Confirm that PCIe register IO is working in your stack by querying the version registers.

docker compose exec smartnic-fw sn-cli dev version

Confirm that the “DNA” register is not showing 0xfffff… as its contents.

Start the flash update service to write the currently active FPGA bitfile into the persistent flash on the FPGA card. This takes approximately 7-8 minutes. This process should not be interrupted.

docker compose --profile smartnic-flash run --rm smartnic-flash-update

Bring down the running stack after flash writing has completed.

docker compose down -v --remove-orphans

(OPTIONAL) Remove the ESnet SmartNIC flash image from the FPGA card to revert to factory image

The instructions in this section are used to remove the SmartNIC flash image from an already working SmartNIC environment. This removal step is optional and only required if you want to reset the contents of the FPGA card flash back to the factory bitfile.
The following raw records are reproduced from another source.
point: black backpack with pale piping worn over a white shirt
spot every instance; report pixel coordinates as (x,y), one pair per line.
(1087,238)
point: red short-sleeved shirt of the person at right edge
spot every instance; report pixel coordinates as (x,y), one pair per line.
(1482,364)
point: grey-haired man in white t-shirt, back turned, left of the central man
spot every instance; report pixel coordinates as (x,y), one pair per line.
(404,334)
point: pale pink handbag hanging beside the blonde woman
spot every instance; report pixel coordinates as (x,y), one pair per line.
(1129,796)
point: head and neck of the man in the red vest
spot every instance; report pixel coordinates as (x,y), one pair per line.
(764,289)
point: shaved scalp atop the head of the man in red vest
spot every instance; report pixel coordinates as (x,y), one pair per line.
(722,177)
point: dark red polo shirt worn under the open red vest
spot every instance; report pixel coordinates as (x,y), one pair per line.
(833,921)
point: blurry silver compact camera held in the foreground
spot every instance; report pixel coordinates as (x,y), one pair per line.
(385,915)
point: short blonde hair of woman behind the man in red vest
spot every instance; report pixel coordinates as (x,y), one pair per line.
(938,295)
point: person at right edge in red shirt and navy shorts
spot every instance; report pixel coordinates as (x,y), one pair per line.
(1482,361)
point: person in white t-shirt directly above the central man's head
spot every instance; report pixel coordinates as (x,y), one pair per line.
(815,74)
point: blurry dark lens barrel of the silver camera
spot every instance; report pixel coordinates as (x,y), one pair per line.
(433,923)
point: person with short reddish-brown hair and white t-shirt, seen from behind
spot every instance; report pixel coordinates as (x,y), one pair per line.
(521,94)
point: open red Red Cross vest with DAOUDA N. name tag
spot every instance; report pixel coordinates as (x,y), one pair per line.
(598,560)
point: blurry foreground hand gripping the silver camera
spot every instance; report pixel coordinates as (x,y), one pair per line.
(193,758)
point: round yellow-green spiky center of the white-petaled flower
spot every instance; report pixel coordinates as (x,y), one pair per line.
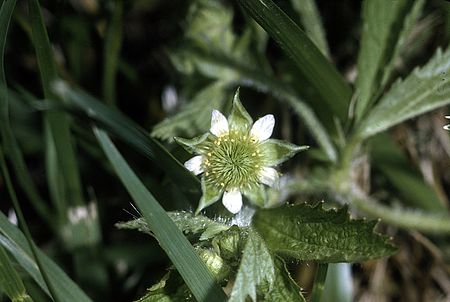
(232,161)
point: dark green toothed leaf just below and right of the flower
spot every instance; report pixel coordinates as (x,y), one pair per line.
(310,233)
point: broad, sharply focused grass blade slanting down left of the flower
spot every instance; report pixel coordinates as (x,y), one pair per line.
(173,242)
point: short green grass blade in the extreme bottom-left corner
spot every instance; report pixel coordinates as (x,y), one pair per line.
(10,281)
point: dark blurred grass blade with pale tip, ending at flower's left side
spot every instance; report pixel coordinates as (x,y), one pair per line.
(130,133)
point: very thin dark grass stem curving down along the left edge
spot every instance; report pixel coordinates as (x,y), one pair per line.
(24,226)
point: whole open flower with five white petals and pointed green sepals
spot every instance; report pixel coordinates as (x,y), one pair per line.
(237,157)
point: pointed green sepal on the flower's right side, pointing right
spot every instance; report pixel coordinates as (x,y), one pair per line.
(276,151)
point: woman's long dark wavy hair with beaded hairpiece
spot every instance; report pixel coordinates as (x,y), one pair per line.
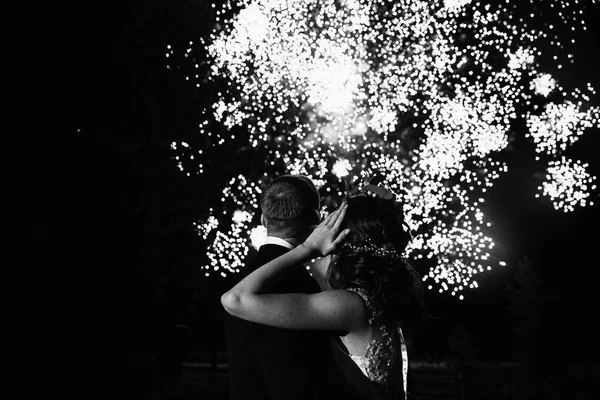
(370,258)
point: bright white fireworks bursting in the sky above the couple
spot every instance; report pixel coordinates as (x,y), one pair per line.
(422,92)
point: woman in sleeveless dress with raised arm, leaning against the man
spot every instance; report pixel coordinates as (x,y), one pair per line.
(368,294)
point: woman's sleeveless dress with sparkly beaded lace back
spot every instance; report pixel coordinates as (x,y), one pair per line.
(385,362)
If you want to keep using the card as an ESnet SmartNIC, do not perform these operations or you’ll have to re-do the “Converting from factory flash image to ESnet SmartNIC flash image” section above.
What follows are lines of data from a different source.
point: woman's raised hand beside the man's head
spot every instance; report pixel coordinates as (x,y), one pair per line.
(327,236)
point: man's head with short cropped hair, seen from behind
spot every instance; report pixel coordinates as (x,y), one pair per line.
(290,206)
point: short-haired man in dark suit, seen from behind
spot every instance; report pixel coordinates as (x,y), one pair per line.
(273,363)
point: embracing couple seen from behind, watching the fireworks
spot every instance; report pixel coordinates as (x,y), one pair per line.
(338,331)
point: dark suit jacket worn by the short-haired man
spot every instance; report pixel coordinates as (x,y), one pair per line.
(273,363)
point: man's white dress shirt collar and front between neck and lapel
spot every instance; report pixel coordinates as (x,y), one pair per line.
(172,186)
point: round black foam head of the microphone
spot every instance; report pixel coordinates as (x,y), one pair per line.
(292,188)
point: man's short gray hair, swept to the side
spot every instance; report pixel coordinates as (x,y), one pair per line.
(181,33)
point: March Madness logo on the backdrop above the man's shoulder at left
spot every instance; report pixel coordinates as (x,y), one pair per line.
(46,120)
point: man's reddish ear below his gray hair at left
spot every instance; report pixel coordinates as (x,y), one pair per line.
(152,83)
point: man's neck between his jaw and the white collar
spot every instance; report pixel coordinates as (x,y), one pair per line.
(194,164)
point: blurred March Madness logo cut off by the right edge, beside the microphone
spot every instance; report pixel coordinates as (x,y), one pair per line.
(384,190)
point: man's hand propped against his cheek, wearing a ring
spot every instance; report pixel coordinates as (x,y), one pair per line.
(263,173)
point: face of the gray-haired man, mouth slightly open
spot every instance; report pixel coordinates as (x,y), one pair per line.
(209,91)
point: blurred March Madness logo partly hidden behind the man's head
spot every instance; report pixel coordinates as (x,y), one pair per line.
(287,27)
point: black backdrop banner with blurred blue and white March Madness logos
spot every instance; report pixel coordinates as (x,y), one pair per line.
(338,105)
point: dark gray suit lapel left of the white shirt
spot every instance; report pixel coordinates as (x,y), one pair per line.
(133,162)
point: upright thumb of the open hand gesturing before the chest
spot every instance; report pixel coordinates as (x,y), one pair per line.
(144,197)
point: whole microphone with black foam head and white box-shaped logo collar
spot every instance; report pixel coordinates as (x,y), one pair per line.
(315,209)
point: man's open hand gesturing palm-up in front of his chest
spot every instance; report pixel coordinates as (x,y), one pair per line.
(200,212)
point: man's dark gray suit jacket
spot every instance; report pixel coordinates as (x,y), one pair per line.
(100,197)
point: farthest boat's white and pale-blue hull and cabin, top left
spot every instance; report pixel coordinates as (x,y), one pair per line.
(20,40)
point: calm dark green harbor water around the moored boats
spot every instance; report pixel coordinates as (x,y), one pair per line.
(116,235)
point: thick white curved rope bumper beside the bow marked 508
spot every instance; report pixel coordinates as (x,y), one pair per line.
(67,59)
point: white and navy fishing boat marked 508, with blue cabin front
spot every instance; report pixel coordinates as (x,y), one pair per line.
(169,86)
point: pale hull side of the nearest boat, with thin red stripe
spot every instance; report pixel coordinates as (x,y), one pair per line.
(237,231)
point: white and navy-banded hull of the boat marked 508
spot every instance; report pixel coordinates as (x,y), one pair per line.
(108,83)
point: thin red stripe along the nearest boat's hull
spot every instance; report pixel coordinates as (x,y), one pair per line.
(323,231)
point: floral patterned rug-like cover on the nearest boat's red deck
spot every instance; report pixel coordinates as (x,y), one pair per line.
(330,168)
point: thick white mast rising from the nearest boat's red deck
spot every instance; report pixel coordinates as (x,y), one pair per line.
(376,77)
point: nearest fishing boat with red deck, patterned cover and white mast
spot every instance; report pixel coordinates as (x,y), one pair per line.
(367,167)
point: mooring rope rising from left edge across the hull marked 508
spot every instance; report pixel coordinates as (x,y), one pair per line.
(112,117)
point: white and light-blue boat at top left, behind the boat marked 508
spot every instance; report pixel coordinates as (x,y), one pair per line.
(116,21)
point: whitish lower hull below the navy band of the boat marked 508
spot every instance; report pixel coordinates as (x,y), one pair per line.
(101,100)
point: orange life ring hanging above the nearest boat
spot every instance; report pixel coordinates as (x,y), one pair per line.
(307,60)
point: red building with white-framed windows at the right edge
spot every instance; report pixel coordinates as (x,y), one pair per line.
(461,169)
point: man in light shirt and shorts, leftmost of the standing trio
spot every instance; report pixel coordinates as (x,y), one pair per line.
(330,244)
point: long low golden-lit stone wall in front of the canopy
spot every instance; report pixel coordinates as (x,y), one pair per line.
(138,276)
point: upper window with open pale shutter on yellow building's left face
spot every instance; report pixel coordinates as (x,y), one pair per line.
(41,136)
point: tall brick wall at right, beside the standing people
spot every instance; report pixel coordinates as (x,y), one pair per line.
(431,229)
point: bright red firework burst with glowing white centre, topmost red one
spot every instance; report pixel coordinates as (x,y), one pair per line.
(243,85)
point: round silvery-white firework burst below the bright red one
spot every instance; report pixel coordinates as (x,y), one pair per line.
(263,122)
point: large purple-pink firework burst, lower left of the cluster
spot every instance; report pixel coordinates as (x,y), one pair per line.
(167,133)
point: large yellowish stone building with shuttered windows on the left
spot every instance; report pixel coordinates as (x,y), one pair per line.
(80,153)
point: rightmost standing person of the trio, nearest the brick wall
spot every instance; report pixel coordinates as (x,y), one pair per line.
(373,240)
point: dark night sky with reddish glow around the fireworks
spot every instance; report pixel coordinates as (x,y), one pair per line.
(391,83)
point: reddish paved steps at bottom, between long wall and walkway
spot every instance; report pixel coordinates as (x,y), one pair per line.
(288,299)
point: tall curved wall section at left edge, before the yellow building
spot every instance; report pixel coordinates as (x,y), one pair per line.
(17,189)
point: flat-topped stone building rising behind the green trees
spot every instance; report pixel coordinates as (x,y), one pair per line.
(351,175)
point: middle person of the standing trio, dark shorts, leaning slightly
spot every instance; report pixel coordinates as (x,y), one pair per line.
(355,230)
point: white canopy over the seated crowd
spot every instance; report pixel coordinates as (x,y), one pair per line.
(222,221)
Start up a any properly configured stack which will allow us to write the flash using a fast algorithm over PCIe.

docker compose up -d

Confirm that PCIe register IO is working in your stack by querying the version registers.
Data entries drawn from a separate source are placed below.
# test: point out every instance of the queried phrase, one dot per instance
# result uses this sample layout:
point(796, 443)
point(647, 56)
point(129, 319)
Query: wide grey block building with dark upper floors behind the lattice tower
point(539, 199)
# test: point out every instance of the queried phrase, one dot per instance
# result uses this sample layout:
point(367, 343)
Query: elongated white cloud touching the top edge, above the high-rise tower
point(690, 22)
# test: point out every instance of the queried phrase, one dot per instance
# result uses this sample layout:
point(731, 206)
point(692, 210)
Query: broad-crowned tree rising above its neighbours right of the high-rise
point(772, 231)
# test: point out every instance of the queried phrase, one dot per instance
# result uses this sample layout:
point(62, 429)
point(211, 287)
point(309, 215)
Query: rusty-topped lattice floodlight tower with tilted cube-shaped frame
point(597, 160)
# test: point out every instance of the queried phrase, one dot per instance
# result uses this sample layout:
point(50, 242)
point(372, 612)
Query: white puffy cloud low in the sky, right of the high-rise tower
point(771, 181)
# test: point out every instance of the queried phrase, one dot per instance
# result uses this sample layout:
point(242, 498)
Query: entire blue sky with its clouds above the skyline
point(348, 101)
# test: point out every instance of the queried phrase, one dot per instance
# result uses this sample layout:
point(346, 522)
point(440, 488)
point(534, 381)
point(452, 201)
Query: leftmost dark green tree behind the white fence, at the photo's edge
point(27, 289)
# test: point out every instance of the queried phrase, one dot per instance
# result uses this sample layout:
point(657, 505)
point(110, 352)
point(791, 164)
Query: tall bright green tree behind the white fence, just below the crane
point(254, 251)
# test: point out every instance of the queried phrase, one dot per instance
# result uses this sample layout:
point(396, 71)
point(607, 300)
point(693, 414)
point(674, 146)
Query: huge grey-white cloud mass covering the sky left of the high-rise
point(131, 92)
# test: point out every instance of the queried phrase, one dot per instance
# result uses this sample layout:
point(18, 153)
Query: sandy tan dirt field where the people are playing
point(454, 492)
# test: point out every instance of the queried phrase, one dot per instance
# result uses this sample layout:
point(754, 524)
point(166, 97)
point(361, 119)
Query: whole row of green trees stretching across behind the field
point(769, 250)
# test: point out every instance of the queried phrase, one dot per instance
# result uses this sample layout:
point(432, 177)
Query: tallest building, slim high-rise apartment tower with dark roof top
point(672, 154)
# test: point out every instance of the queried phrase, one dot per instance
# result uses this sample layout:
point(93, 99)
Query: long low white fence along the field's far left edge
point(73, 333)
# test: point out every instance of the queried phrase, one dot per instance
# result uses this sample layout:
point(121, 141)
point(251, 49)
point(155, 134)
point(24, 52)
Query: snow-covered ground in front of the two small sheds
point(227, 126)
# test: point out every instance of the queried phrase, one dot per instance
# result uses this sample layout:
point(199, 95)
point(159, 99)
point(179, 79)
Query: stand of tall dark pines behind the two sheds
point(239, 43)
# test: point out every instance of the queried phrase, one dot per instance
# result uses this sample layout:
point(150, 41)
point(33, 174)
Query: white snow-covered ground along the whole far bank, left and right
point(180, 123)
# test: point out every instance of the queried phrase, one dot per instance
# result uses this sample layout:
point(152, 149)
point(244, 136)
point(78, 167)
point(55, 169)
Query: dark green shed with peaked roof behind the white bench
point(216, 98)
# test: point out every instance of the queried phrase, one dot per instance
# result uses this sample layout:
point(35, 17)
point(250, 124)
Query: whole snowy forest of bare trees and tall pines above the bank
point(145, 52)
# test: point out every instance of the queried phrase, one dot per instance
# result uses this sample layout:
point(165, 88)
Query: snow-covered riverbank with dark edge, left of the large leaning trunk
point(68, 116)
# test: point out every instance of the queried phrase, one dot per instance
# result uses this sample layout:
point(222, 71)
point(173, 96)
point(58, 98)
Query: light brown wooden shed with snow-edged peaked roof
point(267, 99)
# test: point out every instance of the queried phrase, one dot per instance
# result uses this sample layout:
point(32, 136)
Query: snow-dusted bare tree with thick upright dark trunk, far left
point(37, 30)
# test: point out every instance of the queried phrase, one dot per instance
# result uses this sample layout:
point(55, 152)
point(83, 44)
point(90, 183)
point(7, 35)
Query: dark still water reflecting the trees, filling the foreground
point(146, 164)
docker compose exec smartnic-fw sn-cli dev version

Confirm that the “DNA” register is not showing 0xfffff… as its contents.

Start the flash remove service to erase the ESnet SmartNIC image from the “user” partition of the FPGA card flash. This takes less than 1 minute. This process should not be interrupted.

docker compose --profile smartnic-flash run --rm smartnic-flash-remove

Bring down the running stack after flash reset is completed.

docker compose down -v --remove-orphans

Note: If you want to flash the golden (recovery) image and it is not working, you can use vivado_lab with the following commands:

vivado_lab \
    -nolog \
    -nojournal \
    -tempDir /tmp/ \
    -mode batch \
    -notrace \
    -quiet \
    -source /scripts/program_flash.tcl \
    -tclargs "$HW_SERVER_URL" "$HW_TARGET_SERIAL" "/scripts/revert_to_golden.mcs"

If you don’t know how to set it up, you can go to sn-stack/smartnic-hw/scripts and put the “revert to golden” image there. For more information on how to get the golden image, you can refer to this link. After placing the image there, you can modify the program_flash.sh script and change:

vivado_lab \
    -nolog \
    -nojournal \
    -tempDir /tmp/ \
    -mode batch \
    -notrace \
    -quiet \
    -source /scripts/program_flash.tcl \
    -tclargs "$HW_SERVER_URL" "$HW_TARGET_SERIAL" "$MCSFILE_PATH

To:

vivado_lab \
    -nolog \
    -nojournal \
    -tempDir /tmp/ \
    -mode batch \
    -notrace \
    -quiet \
    -source /scripts/program_flash.tcl \
    -tclargs "$HW_SERVER_URL" "$HW_TARGET_SERIAL" "/scripts/revert_to_golden.mcs"

After a cold reboot, you will see the cards are back to the golden image.

Important notice: The golden image will not make the cards appear in XRT, as XRT needs an “XRT-friendly” shell. However, it’ll make xbmgmt see the card, and from there, you can flash a new platform that works with XRT. For more info on the golden image, you can refer to this documentation.